Useful checks for edit payloads:

  • response is a JSON object
  • edits is a non-empty list
  • every edit is an object
  • every edit has an allowed operation
  • required fields such as content or target are present for that operation

Useful checks for ranking payloads:

  • selected_indices exists
  • indices are integers
  • indices are unique
  • indices are within the candidate edit range
  • selected count does not exceed the edit budget

On failure, retry with a compact prompt that includes the schema error. If retries fail, raise an explicit error instead of silently accepting malformed output.

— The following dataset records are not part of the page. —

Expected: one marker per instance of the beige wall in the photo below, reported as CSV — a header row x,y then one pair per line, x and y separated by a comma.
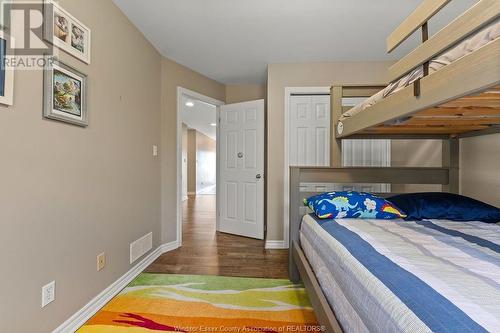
x,y
480,168
301,75
191,161
173,76
244,93
69,193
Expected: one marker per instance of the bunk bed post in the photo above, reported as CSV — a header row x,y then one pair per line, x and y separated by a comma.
x,y
336,112
294,224
451,160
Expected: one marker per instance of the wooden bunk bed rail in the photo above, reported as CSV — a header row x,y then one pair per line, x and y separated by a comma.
x,y
451,86
481,14
461,99
426,10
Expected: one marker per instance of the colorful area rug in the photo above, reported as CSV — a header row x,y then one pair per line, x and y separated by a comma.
x,y
193,303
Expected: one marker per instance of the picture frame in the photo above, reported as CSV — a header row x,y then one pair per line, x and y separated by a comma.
x,y
65,93
6,72
66,32
4,18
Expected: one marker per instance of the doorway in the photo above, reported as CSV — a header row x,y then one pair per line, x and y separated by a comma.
x,y
220,154
197,147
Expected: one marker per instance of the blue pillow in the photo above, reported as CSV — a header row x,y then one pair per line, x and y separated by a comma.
x,y
340,205
446,206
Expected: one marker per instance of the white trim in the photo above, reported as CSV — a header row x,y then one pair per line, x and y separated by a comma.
x,y
286,172
275,245
91,308
180,92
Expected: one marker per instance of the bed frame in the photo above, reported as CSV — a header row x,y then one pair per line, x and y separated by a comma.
x,y
299,268
460,100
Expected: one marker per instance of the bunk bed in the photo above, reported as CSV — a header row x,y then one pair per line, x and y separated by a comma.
x,y
447,88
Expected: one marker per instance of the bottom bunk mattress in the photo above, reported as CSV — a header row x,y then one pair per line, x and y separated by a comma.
x,y
407,276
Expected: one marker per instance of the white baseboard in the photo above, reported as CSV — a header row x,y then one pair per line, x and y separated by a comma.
x,y
275,245
91,308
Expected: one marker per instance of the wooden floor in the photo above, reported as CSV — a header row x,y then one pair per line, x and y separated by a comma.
x,y
207,252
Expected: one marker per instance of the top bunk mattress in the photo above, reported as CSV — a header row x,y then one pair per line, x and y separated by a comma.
x,y
469,45
404,276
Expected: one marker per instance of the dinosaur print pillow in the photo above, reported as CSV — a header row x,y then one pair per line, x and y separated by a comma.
x,y
345,205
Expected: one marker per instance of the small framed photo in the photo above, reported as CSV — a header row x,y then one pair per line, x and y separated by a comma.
x,y
65,91
6,71
66,32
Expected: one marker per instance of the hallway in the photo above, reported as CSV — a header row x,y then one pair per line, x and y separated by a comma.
x,y
204,251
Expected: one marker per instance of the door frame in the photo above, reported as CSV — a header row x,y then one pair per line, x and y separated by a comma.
x,y
289,91
195,95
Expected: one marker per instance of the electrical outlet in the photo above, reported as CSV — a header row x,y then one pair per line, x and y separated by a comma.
x,y
101,261
48,293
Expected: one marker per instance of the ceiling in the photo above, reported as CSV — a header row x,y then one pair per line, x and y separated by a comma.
x,y
200,116
233,41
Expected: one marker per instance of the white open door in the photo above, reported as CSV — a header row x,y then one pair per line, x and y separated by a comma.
x,y
241,158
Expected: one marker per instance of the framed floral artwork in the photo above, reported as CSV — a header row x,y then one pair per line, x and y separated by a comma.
x,y
65,91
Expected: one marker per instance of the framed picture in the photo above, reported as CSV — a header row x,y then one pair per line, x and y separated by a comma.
x,y
66,32
6,72
65,91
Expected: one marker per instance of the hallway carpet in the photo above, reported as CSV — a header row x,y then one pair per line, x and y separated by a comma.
x,y
196,303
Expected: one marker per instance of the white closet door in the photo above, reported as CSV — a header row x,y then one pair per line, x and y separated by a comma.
x,y
242,169
309,128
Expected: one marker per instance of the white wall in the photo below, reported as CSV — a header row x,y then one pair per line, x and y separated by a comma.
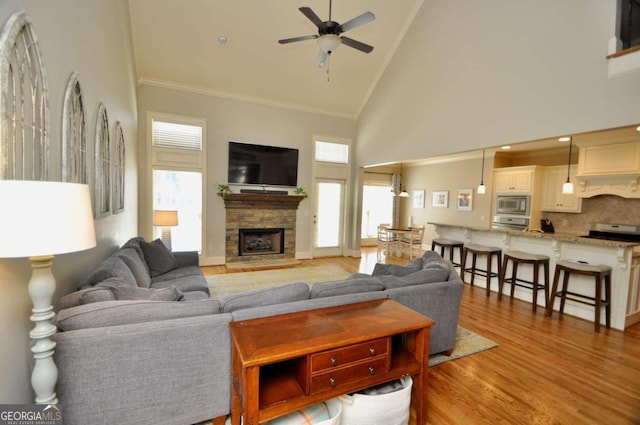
x,y
448,176
229,119
475,74
92,38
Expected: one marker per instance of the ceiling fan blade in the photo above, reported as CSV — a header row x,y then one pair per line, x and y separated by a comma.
x,y
358,45
311,15
365,18
294,39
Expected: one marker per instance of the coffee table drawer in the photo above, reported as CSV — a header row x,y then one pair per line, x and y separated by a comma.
x,y
353,353
357,372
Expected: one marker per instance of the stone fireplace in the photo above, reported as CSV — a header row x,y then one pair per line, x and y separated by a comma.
x,y
261,241
260,227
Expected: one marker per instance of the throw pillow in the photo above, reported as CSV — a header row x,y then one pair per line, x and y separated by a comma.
x,y
159,259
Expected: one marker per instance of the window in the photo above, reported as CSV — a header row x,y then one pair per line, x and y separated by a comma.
x,y
377,203
118,171
176,136
332,152
24,103
102,159
74,135
177,176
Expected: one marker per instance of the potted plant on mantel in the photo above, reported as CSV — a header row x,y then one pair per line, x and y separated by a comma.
x,y
223,189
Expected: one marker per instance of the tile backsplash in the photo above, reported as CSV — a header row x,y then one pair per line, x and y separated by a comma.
x,y
599,209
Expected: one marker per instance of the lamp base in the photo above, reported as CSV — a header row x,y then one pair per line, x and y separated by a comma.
x,y
166,237
41,288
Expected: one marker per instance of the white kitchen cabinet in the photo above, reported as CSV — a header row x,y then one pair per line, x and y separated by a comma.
x,y
552,197
513,180
616,159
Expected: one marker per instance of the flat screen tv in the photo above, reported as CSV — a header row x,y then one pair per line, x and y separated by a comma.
x,y
262,165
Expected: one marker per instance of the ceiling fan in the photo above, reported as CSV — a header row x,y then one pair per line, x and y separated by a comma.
x,y
329,31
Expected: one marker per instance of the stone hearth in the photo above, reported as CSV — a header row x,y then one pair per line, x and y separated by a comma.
x,y
260,211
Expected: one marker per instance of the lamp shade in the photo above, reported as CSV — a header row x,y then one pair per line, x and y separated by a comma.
x,y
165,218
40,218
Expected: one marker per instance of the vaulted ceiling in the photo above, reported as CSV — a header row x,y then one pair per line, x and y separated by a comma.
x,y
176,44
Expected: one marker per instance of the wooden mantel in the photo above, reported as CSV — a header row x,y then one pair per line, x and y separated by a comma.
x,y
261,201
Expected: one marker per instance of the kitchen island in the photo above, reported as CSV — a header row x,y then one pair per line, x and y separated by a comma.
x,y
623,257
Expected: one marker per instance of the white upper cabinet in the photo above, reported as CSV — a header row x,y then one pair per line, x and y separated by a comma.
x,y
618,159
513,179
609,170
552,197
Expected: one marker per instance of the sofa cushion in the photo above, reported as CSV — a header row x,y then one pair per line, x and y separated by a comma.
x,y
184,284
158,258
113,313
393,269
97,294
162,294
306,305
266,296
347,286
113,266
420,277
137,266
179,273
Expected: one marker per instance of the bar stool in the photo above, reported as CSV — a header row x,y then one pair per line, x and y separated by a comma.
x,y
481,250
599,272
444,243
520,257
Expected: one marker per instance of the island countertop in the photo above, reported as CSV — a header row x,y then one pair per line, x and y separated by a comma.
x,y
622,257
554,236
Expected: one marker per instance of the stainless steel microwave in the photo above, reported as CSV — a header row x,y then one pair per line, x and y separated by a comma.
x,y
513,204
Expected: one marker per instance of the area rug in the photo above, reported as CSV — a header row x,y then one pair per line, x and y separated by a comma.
x,y
221,285
467,343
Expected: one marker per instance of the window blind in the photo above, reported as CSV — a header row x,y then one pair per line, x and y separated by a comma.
x,y
332,152
176,136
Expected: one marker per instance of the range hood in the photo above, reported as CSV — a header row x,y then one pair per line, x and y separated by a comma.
x,y
609,170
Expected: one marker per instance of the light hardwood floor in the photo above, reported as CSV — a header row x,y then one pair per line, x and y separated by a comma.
x,y
545,371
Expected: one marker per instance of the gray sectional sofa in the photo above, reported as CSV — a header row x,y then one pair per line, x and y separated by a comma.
x,y
141,341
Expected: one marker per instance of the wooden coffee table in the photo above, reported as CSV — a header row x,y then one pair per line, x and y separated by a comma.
x,y
284,363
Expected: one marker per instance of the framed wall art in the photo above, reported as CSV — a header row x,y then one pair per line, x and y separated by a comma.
x,y
418,198
464,199
440,199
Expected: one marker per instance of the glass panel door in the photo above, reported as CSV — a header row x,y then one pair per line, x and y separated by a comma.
x,y
329,218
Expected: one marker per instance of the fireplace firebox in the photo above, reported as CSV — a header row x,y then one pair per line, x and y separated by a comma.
x,y
260,241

5. Run progressively stronger checks

A good development sequence is:

python -m py_compile scripts/train.py skillopt/envs/myenv/adapter.py
python scripts/train.py --config configs/myenv/tiny_mock.yaml
python scripts/train.py --config configs/myenv/tiny.yaml

For the real tiny run, verify that:

  • the run completes
  • summary.json is written
  • ranked_edits.json contains the expected ranking metadata
  • any optimizer bridge log marks the response schema as valid
  • no generated files are written outside out_root

6. Keep custom environments isolated

When adding a custom environment to the registry, avoid side effects for existing benchmarks:

  • lazy-import optional dependencies
  • install environment-specific hooks only when cfg["env"] matches your environment
  • keep mock behavior behind an explicit config flag
  • write generated artifacts only under out_root

This makes it easier to review and test a custom integration without affecting the built-in benchmarks.